勉強ができないっていうけど、それって才能じゃないかなって今は思います。中学のときとかどんなに勉強しても数学ができなかったし、小学校のときはもっとひどくて、宿題なんてぜんぜんしていませんでした。だから、勉強ができない人の気持ちもわかるし、やる気の出し方とかよく考えます。みんながみんなやる気があるわけじゃないから、授業も工夫しないとだめなんだって身をもって知っているからです。
小学校の先生ってすごく大変だと思います。私は今は教育のこととか勉強したので、いろいろな理論を学びましたが、私の通っていた小学校の先生ってそれと正反対のことをしていたのです。たとえば、私が宿題をしなかったら、「連帯責任にしよう」っていって、他の児童に責任を押し付けたり、それが原因で私はいじめられたり。。。それで、その先生はなぜいじめがなくならないのか不思議そうでした。
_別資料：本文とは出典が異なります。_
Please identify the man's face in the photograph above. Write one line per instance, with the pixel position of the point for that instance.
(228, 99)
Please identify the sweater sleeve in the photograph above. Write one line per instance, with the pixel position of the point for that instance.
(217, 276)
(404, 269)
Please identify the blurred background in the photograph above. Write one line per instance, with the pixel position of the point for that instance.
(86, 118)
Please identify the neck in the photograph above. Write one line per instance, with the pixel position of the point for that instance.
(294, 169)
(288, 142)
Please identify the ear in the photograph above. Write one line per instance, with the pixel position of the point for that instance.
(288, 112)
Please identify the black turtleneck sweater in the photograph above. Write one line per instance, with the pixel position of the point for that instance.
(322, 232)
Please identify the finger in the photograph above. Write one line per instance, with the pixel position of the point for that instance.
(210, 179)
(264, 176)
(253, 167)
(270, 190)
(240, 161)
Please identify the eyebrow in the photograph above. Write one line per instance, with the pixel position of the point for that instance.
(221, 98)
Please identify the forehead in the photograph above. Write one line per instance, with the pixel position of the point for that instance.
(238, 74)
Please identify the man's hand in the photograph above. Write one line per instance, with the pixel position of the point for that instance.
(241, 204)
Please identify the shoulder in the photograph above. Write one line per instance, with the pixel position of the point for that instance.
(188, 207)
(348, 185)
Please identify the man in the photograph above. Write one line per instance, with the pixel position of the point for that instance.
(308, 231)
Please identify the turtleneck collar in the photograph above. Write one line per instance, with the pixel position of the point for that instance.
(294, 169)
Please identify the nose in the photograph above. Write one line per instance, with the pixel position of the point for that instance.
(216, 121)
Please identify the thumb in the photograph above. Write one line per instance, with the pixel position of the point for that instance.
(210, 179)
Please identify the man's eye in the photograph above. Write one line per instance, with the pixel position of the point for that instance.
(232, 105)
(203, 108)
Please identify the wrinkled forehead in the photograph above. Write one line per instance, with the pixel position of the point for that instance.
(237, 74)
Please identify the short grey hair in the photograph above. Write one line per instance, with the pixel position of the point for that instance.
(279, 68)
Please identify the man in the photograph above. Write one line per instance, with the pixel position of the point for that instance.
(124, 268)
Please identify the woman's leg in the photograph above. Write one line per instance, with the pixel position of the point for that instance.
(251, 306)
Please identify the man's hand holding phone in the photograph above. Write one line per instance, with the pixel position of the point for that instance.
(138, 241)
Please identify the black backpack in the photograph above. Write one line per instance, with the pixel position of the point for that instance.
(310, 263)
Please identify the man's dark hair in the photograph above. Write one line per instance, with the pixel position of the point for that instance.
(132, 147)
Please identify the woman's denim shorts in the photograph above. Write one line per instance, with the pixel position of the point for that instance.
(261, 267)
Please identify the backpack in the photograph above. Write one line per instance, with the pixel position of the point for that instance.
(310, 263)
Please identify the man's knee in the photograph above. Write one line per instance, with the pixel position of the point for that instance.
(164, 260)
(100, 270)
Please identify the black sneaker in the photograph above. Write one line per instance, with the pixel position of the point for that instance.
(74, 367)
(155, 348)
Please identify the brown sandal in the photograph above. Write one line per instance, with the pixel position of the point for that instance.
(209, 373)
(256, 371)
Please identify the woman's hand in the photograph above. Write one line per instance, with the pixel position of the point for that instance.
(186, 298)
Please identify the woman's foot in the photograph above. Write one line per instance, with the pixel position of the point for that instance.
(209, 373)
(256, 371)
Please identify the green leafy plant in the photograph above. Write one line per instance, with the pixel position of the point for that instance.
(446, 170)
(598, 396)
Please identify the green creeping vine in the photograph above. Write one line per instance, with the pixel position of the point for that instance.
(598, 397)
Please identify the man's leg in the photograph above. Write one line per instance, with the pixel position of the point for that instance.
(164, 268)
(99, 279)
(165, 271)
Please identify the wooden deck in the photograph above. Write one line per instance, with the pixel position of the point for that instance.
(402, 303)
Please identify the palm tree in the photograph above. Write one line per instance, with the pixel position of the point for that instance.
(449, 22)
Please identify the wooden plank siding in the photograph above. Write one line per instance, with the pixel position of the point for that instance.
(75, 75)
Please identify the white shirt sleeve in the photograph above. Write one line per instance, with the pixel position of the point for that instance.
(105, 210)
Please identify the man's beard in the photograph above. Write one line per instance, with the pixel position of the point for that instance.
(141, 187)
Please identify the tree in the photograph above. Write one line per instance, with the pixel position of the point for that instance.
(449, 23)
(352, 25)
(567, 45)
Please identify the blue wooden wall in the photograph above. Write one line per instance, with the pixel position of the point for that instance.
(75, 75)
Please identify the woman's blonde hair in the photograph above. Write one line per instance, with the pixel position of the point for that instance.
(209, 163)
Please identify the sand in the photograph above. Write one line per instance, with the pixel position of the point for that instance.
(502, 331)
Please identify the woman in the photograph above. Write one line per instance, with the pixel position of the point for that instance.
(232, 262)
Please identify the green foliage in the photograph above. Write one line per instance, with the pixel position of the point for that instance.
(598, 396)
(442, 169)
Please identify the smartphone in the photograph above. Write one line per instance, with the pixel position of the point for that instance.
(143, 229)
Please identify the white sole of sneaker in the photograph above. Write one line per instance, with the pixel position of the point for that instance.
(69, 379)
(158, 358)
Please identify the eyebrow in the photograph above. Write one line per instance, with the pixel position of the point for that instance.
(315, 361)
その先生というのは、優秀な方で、小学校から大学までずっと国立の学校に通っていたそうです。それで、落ちこぼれの気持ちもぜんぜんわからなくて、どうして児童のやる気がでないかとかもわからなかったようです。だから、そういう風に勉強ができない時期を通して先生になった人というのは、生徒の気持ちもわかると思います。
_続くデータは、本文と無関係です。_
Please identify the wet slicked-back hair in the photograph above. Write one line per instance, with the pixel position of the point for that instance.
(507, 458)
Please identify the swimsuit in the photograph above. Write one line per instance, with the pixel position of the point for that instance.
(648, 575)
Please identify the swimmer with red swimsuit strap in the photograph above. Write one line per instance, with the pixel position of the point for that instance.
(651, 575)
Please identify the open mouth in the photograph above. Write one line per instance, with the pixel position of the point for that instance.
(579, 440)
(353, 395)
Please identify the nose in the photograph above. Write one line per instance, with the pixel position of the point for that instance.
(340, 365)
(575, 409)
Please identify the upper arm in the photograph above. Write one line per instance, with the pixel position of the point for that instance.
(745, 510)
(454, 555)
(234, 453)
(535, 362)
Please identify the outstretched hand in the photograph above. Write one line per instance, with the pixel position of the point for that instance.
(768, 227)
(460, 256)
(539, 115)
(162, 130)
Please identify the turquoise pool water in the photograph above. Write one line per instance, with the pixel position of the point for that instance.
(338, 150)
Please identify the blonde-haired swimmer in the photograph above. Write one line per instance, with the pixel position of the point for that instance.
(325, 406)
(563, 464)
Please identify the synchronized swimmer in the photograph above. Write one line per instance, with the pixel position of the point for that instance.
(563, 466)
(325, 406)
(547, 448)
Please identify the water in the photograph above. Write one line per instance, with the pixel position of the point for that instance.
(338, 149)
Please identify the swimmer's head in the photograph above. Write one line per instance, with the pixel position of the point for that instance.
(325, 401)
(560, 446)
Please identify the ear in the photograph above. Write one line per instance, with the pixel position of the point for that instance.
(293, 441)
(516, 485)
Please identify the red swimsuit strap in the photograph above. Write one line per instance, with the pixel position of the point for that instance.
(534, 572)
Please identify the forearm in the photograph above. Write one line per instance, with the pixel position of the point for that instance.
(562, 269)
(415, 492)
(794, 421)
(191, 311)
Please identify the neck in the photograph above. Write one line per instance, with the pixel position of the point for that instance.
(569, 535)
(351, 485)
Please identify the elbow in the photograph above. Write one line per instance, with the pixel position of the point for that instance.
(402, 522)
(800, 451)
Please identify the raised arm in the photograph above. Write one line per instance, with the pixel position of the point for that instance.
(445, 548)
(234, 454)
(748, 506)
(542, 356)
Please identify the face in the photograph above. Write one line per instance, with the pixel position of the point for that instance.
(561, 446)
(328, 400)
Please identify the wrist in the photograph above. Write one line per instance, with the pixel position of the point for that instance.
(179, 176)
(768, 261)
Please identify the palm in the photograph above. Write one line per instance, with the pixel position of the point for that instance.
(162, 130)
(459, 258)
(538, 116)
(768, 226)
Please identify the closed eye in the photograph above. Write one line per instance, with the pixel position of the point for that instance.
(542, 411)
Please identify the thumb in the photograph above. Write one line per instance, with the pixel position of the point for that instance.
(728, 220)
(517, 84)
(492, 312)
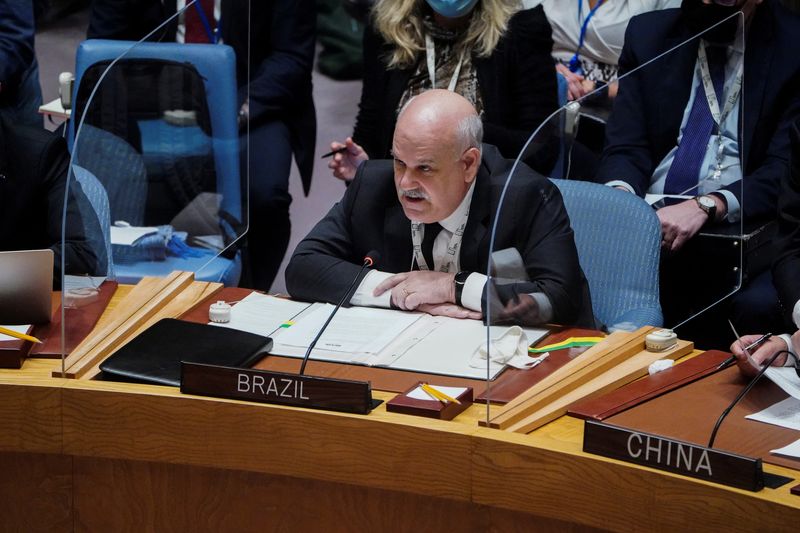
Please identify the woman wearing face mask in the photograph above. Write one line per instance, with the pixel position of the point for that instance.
(488, 51)
(588, 37)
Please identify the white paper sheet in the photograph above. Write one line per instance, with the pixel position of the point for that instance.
(443, 345)
(18, 329)
(354, 330)
(786, 378)
(785, 413)
(419, 394)
(127, 235)
(261, 314)
(792, 450)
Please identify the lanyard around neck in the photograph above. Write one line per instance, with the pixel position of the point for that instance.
(574, 63)
(430, 56)
(711, 94)
(450, 262)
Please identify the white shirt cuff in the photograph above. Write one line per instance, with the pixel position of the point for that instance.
(796, 314)
(473, 291)
(620, 183)
(788, 340)
(363, 296)
(734, 210)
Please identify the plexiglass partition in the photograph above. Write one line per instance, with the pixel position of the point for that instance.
(597, 232)
(158, 179)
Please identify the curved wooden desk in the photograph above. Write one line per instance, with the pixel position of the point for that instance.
(99, 456)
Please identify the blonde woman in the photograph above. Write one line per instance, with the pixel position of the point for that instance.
(490, 51)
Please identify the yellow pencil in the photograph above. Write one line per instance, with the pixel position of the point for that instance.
(18, 335)
(439, 395)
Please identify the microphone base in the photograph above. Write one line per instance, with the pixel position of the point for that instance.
(280, 388)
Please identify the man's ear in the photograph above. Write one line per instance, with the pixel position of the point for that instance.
(471, 159)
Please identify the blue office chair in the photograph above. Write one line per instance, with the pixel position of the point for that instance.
(216, 66)
(618, 237)
(98, 202)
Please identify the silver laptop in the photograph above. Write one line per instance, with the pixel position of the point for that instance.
(26, 286)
私は、そういう未熟な先生でも小学校で教えられてすごいと思うし、先生が未熟だったから、いろいろ大変だっただろうなと思います。そして、そういう風にしか教えられなかったけど、それでも一生懸命に教えてくれて感謝しています。
私は算数とか数学って一生懸命勉強してもできなかったら、あきらめましたが、あんなに一生懸命勉強する必要があったのかすごい疑問です。私の場合は姉の成績がよく、いつも親の期待を一人で背負ってくれたので、私は勉強ができなくてもあまり気にしなかったし、学校で落ちこぼれても、落ち込みませんでした(笑)。そういう面で私はとてもめぐまれていたと思います。私の両親も私の勉強ができないのを見かねて私立の学校にいれてくれたりして、すごく助けてくれました。
今は、私の小学校の思い出は笑い話です。そして、私はあの時勉強ができなくて運がよかったなーって思います。あの時勉強ができなかったからこそ、今の授業にいかせるし、だから大学生からも感謝されたりするのかなーって思います。
結局人って自分の得意なことで生きているんだと思います。私はどんなに勉強しても数学ができなかったのは、数学が私の人生に必要のないものだったからなのかなと思います。実際数学ってぜんぜん勉強しなくても大学院にもいけたし、博士号も取れました。人生ってマイナスになるようなことでも、実は自分の人生にすごく役に立っているんだなーって思います。